Efffects of Fluoxetine on ATP-induced Calcium Signaling in PC12 Cells.
- Author:
Yeo Min LEE
1
;
Hee Jung KIM
;
Sun Hwa HONG
;
Myung Jun KIM
;
Do Sik MIN
;
Duck Joo RHIE
;
Myung Suk KIM
;
Yang Hyeok JO
;
Sang June HAHN
;
Shin Hee YOON
Author Information
1. Department of Physiology, College of Medicine, The Catholic University of Korea, Seoul 137-701, Korea. s-hyoon@catholic.ac.kr
- Publication Type:Original Article
- Keywords:
ATP;
Fluoxetine;
Inositol phosphates;
Non-selective cation channels;
PC12 cells;
Voltage- gated Ca2+ channels
- MeSH:
Adenosine Triphosphate;
Animals;
Calcium Signaling*;
Calcium*;
Calcium-Transporting ATPases;
Endoplasmic Reticulum;
Fluoxetine*;
Inositol Phosphates;
Ion Channels;
Nimodipine;
PC12 Cells*;
Phosphates;
Thapsigargin
- From:The Korean Journal of Physiology and Pharmacology
2004;8(1):57-63
- CountryRepublic of Korea
- Language:English
-
Abstract:
Fluoxetine, a widely used anti-depressant compound, has several additional effects, including blockade of voltage-gated ion channels. We examined whether fluoxetine affects ATP-induced calcium signaling in PC12 cells by using fura-2-based digital calcium imaging and assay for [3H]-inositol phosphates (IPs). Treatment with ATP (100microM) for 2 min induced [Ca2+]i increases.
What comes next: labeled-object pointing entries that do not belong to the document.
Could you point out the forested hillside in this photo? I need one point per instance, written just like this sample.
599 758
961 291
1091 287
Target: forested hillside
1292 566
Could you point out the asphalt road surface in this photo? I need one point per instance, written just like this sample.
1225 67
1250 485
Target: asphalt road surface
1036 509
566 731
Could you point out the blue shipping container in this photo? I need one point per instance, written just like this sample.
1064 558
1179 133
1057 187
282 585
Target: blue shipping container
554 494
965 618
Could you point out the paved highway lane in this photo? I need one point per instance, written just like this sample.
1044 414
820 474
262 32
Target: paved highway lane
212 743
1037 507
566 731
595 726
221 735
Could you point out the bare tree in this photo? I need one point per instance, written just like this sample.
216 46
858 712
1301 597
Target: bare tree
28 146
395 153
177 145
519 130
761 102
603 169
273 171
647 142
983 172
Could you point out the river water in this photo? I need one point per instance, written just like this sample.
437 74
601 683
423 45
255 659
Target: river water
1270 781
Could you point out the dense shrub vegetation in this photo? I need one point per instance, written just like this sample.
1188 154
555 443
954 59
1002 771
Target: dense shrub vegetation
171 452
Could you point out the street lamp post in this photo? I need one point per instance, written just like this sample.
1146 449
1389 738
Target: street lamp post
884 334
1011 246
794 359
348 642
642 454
The ATP-induced [Ca2+]i increases were significantly decreased by removal of extracellular Ca2+ and treatment with the inhibitor of endoplasmic reticulum Ca2+ ATPase thapsigargin (1microM). Treatment with fluoxetine for 5 min blocked the ATP-induced [Ca2+]i increase concentration-dependently. Treatment with fluoxetine (30microM) for 5 min blocked the ATP-induced [Ca2+]i increase following removal of extracellular Ca2+ and depletion of intracellular Ca2+ stores. While treatment with the L-type Ca2+ channel antagonist nimodipine for 10 min inhibited the ATP-induced [Ca2+]i increases significantly, treatment with fluoxetine alone blocked the ATP-induced responses. Treatment with fluoxetine also inhibited the 50 mM K+-induced [Ca2+]i increases completely. However, treatment with fluoxetine did not inhibit the ATP-induced [3H]-IPs formation. Collectively, we conclude that fluoxetine inhibits ATP-induced [Ca2+]i increases in PC12 cells by inhibiting both an influx of extracellular Ca2+ and a release of Ca2+ from intracellular stores without affecting IPs formation.